With the turning back of the clock in these last weeks of October, much of the northern hemisphere takes a step into darkness. The evenings start earlier and the days feel shrunken and abbreviated, inviting us to turn inward, to reflect on the year past, to gather our energies in preparation for the winter ahead.
While daylight savings time is a 20th century invention, there is much tradition around embracing the darkness at this time of year that marks the shortest days moving toward winter solstice. Ancient harvest festivals like Samhain – which have likely morphed into today's more flamboyant Halloween celebrations – acknowledged the shrinking of the sun's power at this time, offering gratitude for the harvest from the seasons past and humbling towards the coming winter.
We love staying in tune with these natural rhythms, connected to the ebb and flow of mama nature's embraces, and taking a hint from tradition to modify our own rituals and practice accordingly. Here, we've gathered some ideas on how to consciously embrace the darkening of the days and use the sanctuary of longer nights to deepen introspection – on and off the mat.
Make your own light
As the days darken, choose to kindle small lights of your own. Light candles – even at breakfast! Candles bring a flicker of warmth, a tiny reminder of the brightness of the sun into your home. If you have a fireplace, use it! The element fire is just the thing to stave off the winter dread. Try meditating on a candle flame – the yogic practice of Trāṭaka involves fixing the gaze on a single point – often a candle flame – without blinking. This is said to enhance focus and quiet the mind, while also functioning as a kriya (cleansing practice) as the eyes begin to water.
Get warm from the inside out
Adjust your Yoga practice to the cold and dark by incorporating warming and stimulating elements to stave of the lethargy of the kapha dosha, which can become dominant during the slower and more sluggish winter months.

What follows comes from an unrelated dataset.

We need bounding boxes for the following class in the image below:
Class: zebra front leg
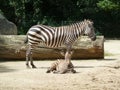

Try starting or ending your practice with khapalabhati breath to cleanse and stimulate. Incorporate more standing poses like virabhadrasanas or utkatasana into your flows to build up tapas (cleansing heat). And get cozy in savasana: wear wooly socks, a sweater and cover up with a blanket – keep the fire inside and carry it with you from the mat into your day.
This is the time for spice! Adjusting your diet to the cold months is a yogic practice that can bring much joy. Incorporate warming curries, spicy chais, grounding root vegetables and lots of ginger into your daily eats. This both literally warms you up from the inside and also boosts the immune system to stave off seasonal colds. Most ayurvedic cook books will have lots of great recipe ideas to inspire your time at the warm hearth.
Most importantly, keep the heart fire burning. Love more. Hugs create warmth. So do shared cups of tea and long conversations. Winter is also a perfect time to go on retreat - it offers the most fertile ground for transformative processes as we are already intune with going inward.
Embracing the comforting, cozy darkness and using its gifts to stoke the inner flame will bring so much fruit when we emerge on the other end, refreshed, rested and restored in time for Spring!